US 11,681,863 B2
Regulatory document analysis with natural language processing
Tyler Moser, Boyertown, PA (US); Dan Muir, Downingtown, PA (US); Manleen Sabharwal, Malvern, PA (US); Michael Graver, Eagleville, PA (US); Chandra Shaker Varma Pathapati, Wayne, PA (US); Jaqulin Maria Sebastian, Malvern, PA (US); and Seetharaman Venkiteswaran, Malvern, PA (US)
Assigned to CERNER INNOVATION, INC., Kansas City, KS (US)
Filed by CERNER INNOVATION, INC., Kansas City, KS (US)
Filed on Dec. 23, 2020, as Appl. No. 17/132,432.
Prior Publication US 2022/0198128 A1, Jun. 23, 2022
Int. Cl. G06F 40/143 (2020.01); G06F 40/284 (2020.01); G06F 16/958 (2019.01)

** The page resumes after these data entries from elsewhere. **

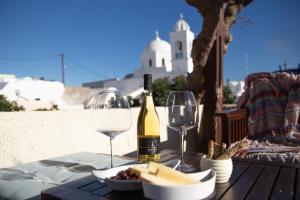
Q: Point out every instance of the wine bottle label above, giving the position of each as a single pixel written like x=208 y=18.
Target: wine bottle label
x=149 y=146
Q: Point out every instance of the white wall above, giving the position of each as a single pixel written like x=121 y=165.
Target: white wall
x=31 y=135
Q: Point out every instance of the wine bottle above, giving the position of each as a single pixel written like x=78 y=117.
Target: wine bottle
x=148 y=133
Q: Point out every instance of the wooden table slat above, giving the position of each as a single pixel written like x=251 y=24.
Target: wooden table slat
x=264 y=184
x=102 y=191
x=284 y=186
x=238 y=170
x=81 y=182
x=240 y=189
x=58 y=193
x=297 y=186
x=93 y=186
x=139 y=195
x=251 y=179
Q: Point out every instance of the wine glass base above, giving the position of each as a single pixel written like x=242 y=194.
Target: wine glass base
x=185 y=168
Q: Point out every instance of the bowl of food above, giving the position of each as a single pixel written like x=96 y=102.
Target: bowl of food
x=202 y=188
x=219 y=159
x=123 y=179
x=223 y=168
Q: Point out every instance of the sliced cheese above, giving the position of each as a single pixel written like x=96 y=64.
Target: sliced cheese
x=160 y=173
x=137 y=170
x=156 y=179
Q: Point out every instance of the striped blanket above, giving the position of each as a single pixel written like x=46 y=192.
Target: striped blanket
x=269 y=152
x=273 y=104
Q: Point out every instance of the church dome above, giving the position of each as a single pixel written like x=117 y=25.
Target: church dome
x=158 y=45
x=181 y=25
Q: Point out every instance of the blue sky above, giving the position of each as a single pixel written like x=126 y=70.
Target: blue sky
x=103 y=39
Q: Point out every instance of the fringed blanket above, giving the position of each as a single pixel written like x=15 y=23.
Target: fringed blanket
x=273 y=104
x=270 y=152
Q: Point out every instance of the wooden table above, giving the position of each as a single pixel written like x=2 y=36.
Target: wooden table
x=251 y=179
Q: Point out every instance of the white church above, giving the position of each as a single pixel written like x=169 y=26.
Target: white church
x=160 y=58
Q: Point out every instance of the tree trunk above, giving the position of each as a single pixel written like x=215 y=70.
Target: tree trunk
x=206 y=80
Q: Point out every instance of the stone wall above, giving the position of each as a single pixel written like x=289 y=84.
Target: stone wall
x=34 y=135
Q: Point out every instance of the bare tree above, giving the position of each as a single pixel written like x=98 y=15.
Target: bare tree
x=206 y=80
x=202 y=45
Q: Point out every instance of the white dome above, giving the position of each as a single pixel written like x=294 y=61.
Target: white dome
x=181 y=25
x=158 y=45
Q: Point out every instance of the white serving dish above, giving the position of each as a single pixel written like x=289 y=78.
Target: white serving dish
x=201 y=190
x=223 y=168
x=125 y=185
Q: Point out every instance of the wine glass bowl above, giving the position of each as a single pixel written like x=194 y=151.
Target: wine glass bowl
x=113 y=112
x=182 y=112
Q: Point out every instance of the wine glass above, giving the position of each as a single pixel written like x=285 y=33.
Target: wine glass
x=182 y=112
x=114 y=112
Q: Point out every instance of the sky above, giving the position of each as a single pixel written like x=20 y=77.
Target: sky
x=104 y=39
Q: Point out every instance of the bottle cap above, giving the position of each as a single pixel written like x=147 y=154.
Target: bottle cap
x=147 y=81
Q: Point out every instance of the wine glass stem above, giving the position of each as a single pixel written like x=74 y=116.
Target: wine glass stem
x=110 y=140
x=183 y=131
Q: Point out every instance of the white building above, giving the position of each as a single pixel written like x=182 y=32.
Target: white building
x=159 y=58
x=237 y=87
x=32 y=93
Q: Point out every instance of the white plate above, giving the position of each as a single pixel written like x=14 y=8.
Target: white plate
x=125 y=185
x=201 y=190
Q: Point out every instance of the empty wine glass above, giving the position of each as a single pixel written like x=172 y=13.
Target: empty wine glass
x=114 y=114
x=182 y=112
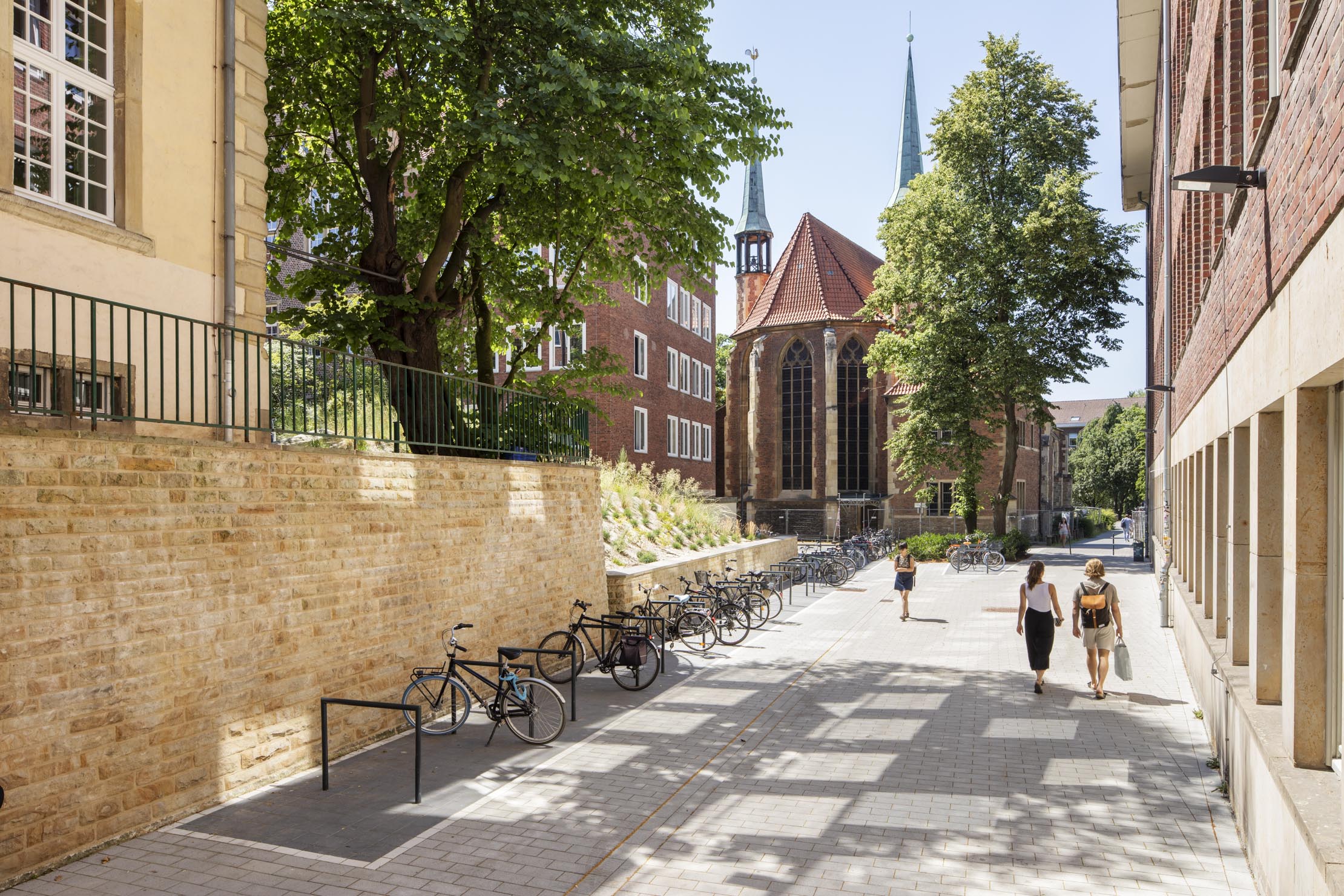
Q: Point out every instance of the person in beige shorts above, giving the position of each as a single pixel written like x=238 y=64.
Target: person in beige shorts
x=1097 y=622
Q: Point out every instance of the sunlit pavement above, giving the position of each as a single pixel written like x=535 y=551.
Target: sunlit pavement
x=838 y=751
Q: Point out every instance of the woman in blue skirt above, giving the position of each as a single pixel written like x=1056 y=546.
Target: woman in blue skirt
x=905 y=578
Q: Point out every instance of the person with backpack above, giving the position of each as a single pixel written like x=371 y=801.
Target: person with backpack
x=1035 y=601
x=1097 y=609
x=905 y=578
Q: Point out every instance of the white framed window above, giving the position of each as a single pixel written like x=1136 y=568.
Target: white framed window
x=642 y=430
x=640 y=288
x=640 y=360
x=566 y=347
x=62 y=104
x=30 y=387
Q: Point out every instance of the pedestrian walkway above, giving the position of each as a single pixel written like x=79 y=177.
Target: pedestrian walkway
x=843 y=751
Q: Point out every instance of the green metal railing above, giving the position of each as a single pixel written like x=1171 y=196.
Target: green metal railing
x=69 y=355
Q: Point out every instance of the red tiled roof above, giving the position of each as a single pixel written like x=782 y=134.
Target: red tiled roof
x=822 y=275
x=1088 y=410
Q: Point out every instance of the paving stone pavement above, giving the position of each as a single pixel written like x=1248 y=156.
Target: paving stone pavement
x=845 y=751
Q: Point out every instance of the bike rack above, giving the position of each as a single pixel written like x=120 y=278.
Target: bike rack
x=575 y=677
x=648 y=630
x=369 y=704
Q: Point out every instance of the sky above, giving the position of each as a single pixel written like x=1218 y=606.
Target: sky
x=838 y=69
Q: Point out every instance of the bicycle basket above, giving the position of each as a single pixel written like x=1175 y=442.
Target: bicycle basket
x=634 y=651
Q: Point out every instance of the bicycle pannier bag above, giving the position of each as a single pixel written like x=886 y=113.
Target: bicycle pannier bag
x=634 y=651
x=1095 y=605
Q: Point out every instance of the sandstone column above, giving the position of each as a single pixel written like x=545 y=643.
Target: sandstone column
x=1267 y=561
x=1239 y=544
x=1218 y=597
x=1305 y=543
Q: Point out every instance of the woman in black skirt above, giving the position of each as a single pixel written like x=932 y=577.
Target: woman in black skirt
x=1034 y=611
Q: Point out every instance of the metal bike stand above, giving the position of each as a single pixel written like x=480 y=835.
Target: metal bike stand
x=575 y=677
x=369 y=704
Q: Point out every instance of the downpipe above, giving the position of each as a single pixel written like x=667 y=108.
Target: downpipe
x=230 y=223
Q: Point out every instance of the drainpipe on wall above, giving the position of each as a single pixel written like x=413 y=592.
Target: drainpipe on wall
x=226 y=340
x=1164 y=590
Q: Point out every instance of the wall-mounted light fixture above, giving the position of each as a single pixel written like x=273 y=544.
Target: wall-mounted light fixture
x=1220 y=179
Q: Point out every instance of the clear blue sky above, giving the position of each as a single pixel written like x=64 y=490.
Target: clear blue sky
x=838 y=69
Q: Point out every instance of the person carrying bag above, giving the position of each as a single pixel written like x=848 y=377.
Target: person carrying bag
x=1097 y=621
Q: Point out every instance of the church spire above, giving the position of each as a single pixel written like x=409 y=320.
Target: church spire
x=909 y=162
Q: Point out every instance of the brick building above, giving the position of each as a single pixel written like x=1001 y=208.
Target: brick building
x=1247 y=329
x=807 y=422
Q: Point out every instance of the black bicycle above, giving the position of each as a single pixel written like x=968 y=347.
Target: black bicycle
x=532 y=708
x=631 y=656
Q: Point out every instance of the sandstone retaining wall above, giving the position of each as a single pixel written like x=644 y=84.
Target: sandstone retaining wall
x=171 y=611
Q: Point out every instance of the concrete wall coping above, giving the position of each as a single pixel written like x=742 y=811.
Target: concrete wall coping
x=644 y=568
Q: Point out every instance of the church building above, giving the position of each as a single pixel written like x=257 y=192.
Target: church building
x=807 y=422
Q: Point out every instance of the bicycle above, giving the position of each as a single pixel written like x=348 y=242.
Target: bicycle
x=631 y=659
x=445 y=696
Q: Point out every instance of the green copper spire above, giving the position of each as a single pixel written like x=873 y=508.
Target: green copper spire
x=909 y=162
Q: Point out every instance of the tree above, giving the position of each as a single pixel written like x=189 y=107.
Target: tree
x=1000 y=277
x=722 y=355
x=435 y=145
x=1108 y=463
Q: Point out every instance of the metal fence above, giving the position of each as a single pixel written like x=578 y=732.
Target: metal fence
x=69 y=355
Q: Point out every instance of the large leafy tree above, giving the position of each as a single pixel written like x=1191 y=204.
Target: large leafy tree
x=436 y=144
x=1000 y=275
x=1108 y=463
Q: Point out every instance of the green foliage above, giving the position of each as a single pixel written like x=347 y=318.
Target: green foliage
x=432 y=144
x=1108 y=464
x=1000 y=277
x=722 y=352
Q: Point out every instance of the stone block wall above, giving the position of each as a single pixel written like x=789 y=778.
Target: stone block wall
x=171 y=611
x=622 y=585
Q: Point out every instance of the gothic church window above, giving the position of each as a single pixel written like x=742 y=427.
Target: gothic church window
x=852 y=401
x=796 y=418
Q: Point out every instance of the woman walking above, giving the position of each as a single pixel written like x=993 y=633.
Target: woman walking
x=1036 y=599
x=1097 y=604
x=905 y=578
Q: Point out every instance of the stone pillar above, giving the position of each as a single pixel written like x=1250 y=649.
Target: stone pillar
x=1208 y=542
x=753 y=418
x=1267 y=556
x=1239 y=545
x=1305 y=545
x=1218 y=597
x=832 y=484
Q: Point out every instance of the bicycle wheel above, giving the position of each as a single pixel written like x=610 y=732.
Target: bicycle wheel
x=539 y=717
x=697 y=631
x=443 y=710
x=733 y=622
x=554 y=668
x=640 y=676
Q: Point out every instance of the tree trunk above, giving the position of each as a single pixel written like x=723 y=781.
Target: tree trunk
x=1007 y=476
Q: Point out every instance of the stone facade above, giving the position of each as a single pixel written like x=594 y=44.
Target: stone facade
x=171 y=611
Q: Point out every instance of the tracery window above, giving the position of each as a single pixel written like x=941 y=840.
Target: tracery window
x=796 y=418
x=854 y=424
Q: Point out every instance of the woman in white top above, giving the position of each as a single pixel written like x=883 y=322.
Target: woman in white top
x=1036 y=621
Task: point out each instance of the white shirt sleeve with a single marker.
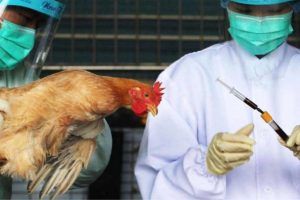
(171, 161)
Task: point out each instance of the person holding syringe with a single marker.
(207, 144)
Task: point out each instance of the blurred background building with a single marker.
(136, 39)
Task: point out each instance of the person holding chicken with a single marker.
(26, 32)
(203, 144)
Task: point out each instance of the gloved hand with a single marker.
(227, 151)
(293, 142)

CPC G06F 40/143 (2020.01) [G06F 16/986 (2019.01); G06F 40/284 (2020.01)] 19 Claims
OG exemplary drawing
 
1. A computerized method comprising:
receiving, from a web server, a first document in (Hypertext Markup Language) HTML format and a second document in the HTML format, the first document being a revised version and the second document being an original version;
converting the first document from the HTML format into a first tree data structure and the second document from the HTML format into a second tree data structure;
cleaning the first and second documents by removing one or more webpage-specific elements from the first and second tree data structures;
subsequent to cleaning, converting the first tree data structure back into the HTML format for the first document and the second tree data structure back into the HTML format for the second document;
autonomously highlighting, in the first document by a document analysis engine subsequent to cleaning, content that was added to the first document as compared to the second document;
autonomously highlighting, in the second document by the document analysis engine subsequent to cleaning, content that was removed from the second document as compared to the first document; and
generating and causing display of a graphical user interface that concurrently displays the first document in the HTML format with the added content highlighted and the second document in the HTML format with removed content highlighted.